I hope this helps you in some way, shape, or form....    The key factors are not looks, style, length or anything like that.   The keys are using the RIGHT TYPE OF WIRE and hanging it in THE RIGHT PLACE with SUFFICIENT WIRE TENSION to support stability.   

The addition of a dove wire to a dove field is a no brainer even if supplies, equipment, $$, labor is limited.    A well placed artificial line can be the difference maker in field productivity.   Smaller fields surrounded by loafing trees often fail to produce good shoots even if the dove numbers are there.   This is because they loaf around the trees and drop down along shady edges of the fields to  feed and then they pitch back up into the overhead limbs.... Never having a need or reason to fly over the field or out to the center.   A well placed dove wire can enhance a field in ways that not even sunflowers can compare.   

If you cant do the wire there are other options that work well.   Create your own dove perches and place them strategically.   12' wood/metal/PVC poles, rebar, hammer/ U nails, and posthole diggers can enhance a dove field...   creativity can go a long way here.


----------



## GLS

Your sagging wire story brings to mind what can happen with live wires.  A buddy's field  has a powerline running along one edge.  There have been occasions when hundreds of doves will sit on the wire, causing it to sag which has shorted the top hot wire against the bottom ground wire.  As many as a dozen birds have been killed when that happens with power interruption occuring on the property.


----------



## ghadarits

*CATV cable ran along the roads*



C.J. said:


> anyone know where i can buy any of this from?



I would check with your local Cable provider and see if they have any damaged 1/2 or 3/4 coax.
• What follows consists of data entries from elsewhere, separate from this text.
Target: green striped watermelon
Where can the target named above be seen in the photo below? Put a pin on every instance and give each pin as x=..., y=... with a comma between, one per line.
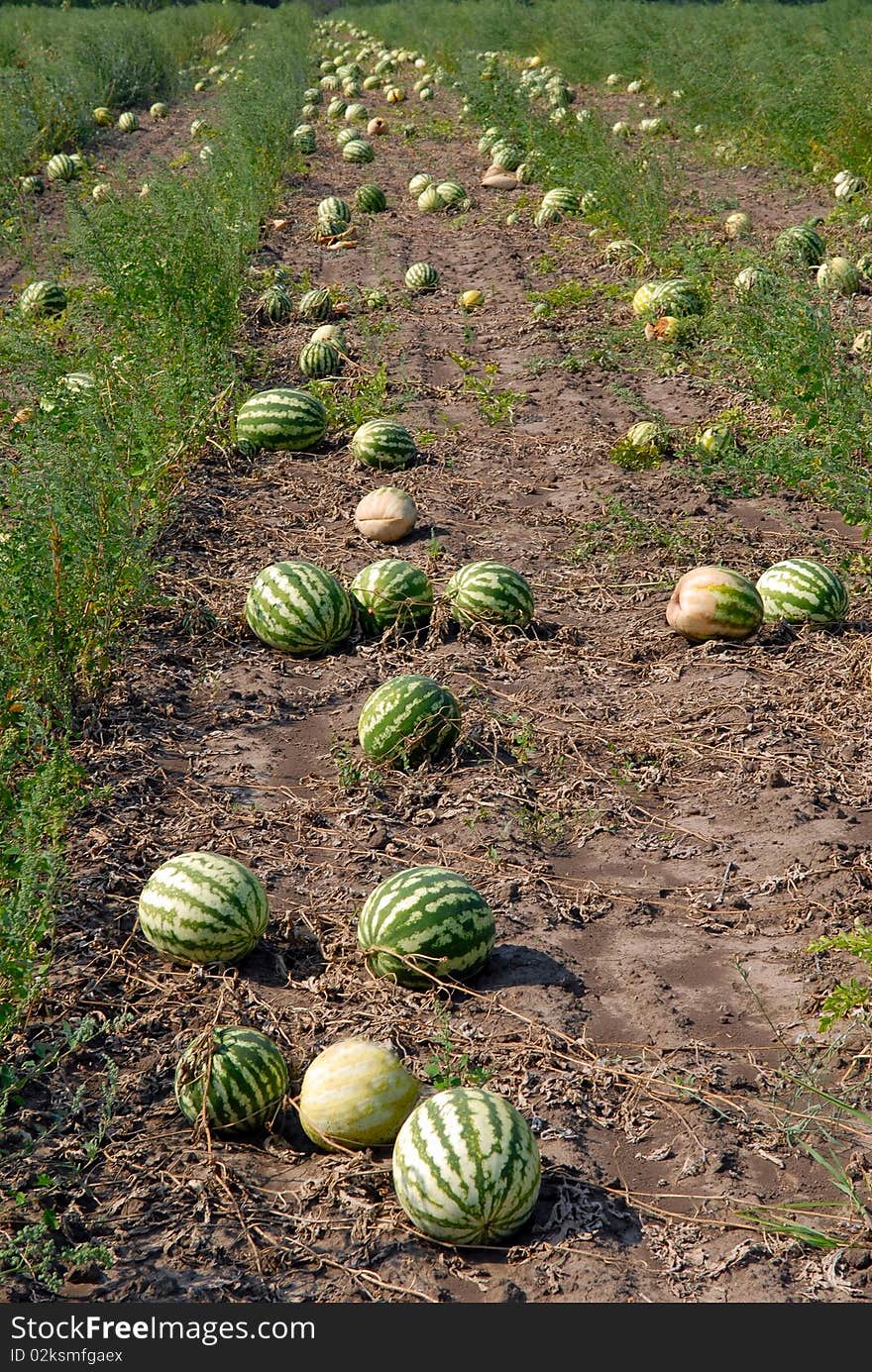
x=801, y=588
x=676, y=296
x=299, y=608
x=408, y=718
x=801, y=243
x=320, y=359
x=383, y=444
x=490, y=593
x=467, y=1166
x=370, y=199
x=315, y=305
x=561, y=198
x=231, y=1077
x=358, y=152
x=274, y=303
x=391, y=591
x=430, y=200
x=334, y=209
x=60, y=167
x=280, y=420
x=303, y=138
x=202, y=907
x=424, y=925
x=43, y=298
x=714, y=602
x=422, y=276
x=355, y=1095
Once its kinked or the sheath is damaged at all its no good to them other than recycling.


----------



## C.J.

what about running wire from two different trees that are already in the field and using them instead of the poles?


----------



## CraKaLaCKiN

Most power companies will give away old unserviceable poles. You'll need to go pick them up. Take a chainsaw just in case you need to shorten them. When you get there make nice with the 'boots on the ground'. Tell them what you are doing, invite them to come to the shoot. They may assist in getting you some cable to string between the poles.


----------